Hi, We seem to have an issue when data is being extracted in a word or PDF that certain pages that have been inserted using MS Field Control are being dropped. Doesn't throw an error, it extracts every other page but the ones inserted using MS field Control.
Which extraction? What code in Apache POI are you calling? Do you have an example file that shows up the problem?
Created attachment 33298 Example of file requested
file attached. Thanks.
Thanks for the file. How are you calling Apache POI though? Any chance of a short code snippet and/or junit unit test to show how to reproduce the problem?

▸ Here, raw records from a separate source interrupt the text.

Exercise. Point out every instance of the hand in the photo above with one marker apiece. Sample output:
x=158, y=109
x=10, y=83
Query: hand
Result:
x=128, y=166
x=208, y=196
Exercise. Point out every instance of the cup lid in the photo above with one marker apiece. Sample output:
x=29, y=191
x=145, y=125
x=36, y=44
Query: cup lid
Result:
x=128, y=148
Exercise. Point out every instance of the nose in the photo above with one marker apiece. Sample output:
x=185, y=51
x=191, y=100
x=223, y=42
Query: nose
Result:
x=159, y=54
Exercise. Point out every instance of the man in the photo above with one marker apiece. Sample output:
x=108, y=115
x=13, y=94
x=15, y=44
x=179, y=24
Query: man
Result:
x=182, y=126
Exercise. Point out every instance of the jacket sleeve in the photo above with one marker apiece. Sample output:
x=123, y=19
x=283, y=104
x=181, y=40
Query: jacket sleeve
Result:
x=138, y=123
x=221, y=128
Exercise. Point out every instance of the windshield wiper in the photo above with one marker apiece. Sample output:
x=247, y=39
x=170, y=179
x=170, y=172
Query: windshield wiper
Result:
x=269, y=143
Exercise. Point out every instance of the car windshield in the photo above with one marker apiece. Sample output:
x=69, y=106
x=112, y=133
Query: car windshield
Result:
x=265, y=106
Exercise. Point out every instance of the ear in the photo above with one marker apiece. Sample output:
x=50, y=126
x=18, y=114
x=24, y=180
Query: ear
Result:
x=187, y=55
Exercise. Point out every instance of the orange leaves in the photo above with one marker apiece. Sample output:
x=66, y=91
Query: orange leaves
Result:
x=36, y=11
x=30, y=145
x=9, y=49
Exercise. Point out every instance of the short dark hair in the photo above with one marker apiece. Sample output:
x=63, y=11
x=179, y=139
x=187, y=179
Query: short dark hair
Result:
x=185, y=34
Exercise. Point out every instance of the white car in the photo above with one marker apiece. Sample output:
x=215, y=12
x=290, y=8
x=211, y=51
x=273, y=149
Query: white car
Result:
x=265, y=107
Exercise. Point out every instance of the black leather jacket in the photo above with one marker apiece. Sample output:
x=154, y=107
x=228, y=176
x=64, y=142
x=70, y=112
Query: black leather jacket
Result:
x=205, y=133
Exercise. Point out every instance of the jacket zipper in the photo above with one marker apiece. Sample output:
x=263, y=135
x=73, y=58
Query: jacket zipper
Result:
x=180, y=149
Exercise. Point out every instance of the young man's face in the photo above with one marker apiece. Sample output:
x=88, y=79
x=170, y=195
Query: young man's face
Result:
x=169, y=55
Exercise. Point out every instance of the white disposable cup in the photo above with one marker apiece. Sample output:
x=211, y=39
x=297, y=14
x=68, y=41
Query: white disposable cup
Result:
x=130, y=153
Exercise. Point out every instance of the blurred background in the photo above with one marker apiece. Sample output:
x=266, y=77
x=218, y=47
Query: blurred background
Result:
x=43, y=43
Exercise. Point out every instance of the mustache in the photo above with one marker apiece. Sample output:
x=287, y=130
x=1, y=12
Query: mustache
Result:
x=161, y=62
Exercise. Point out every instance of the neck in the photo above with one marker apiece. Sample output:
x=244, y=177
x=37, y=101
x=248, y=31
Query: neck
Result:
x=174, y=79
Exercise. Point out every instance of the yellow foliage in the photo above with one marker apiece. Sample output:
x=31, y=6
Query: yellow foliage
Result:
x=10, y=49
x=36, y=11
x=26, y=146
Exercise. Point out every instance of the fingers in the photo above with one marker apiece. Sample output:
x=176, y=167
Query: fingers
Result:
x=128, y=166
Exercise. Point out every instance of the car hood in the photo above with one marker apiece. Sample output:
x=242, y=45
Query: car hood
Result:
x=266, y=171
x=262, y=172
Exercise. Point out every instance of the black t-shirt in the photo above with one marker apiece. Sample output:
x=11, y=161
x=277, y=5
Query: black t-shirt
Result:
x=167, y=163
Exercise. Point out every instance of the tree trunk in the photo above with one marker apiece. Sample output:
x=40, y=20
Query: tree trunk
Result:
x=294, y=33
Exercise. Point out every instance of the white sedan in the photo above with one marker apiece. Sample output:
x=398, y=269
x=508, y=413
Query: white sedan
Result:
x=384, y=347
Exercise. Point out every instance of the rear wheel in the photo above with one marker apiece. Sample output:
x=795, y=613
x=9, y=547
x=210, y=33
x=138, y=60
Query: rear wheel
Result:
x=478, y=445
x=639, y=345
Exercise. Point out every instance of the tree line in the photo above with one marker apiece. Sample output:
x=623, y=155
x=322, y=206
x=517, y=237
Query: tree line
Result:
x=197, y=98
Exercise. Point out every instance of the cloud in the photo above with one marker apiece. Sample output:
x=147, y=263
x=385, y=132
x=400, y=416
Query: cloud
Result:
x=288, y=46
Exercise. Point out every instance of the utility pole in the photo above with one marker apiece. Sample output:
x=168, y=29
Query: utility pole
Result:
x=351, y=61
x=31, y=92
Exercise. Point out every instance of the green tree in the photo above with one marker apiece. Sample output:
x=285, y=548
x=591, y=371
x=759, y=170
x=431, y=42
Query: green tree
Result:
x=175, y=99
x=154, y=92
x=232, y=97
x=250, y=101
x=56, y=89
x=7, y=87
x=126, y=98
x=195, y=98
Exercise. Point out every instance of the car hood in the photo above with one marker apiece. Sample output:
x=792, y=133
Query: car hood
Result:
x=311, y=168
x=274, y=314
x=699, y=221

FYI: org.apache.poi.hwpf.extractor.WordExtractor extractor1 = new org.apache.poi.hwpf.extractor.WordExtractor(getInputStream(contents)); return extractor1.getText(); XWPFDocument doc = new XWPFDocument(getInputStream(contents)); XWPFWordExtractor extractor = new XWPFWordExtractor(doc); return extractor.getText();
Created attachment 33331
Hi, We have updated our POI to the latest version poi-3.13.jar poi-ooxml-3.13 poi-ooxml-schemas-3.13.jar poi-scratchpad-3.13.jar we are using the following java codes to extract the attached docx file, it extracts the texts inside the form controls successfully, however it fails to extract the name and address on the top of word file (which also had Content Control Enabled simlar to thhe actually body that was successfully extracted on Page3) Please advise how to fix this. /* * To change this template, choose Tools | Templates * and open the template in the editor. */ package com.brainhunter.frontoffice.biz.util.extract; import com.brainhunter.frontoffice.biz.exception.UnableExtractException; import org.apache.poi.xwpf.extractor.XWPFWordExtractor; import org.apache.poi.xwpf.usermodel.XWPFDocument; /** * * @author Mohankumars */ public class DocxExtractor extends TextExtractor{ /** Creates a new instance of DocExtractor */ public DocxExtractor() { } public String getText( byte[] contents ) throws UnableExtractException{ try { XWPFDocument doc = new XWPFDocument(getInputStream(contents)); XWPFWordExtractor extractor = new XWPFWordExtractor(doc); return extractor.getText(); } catch( Exception e ) { throw new UnableExtractException( e ); } } }
Attachments deleted by ASF infrastructure team.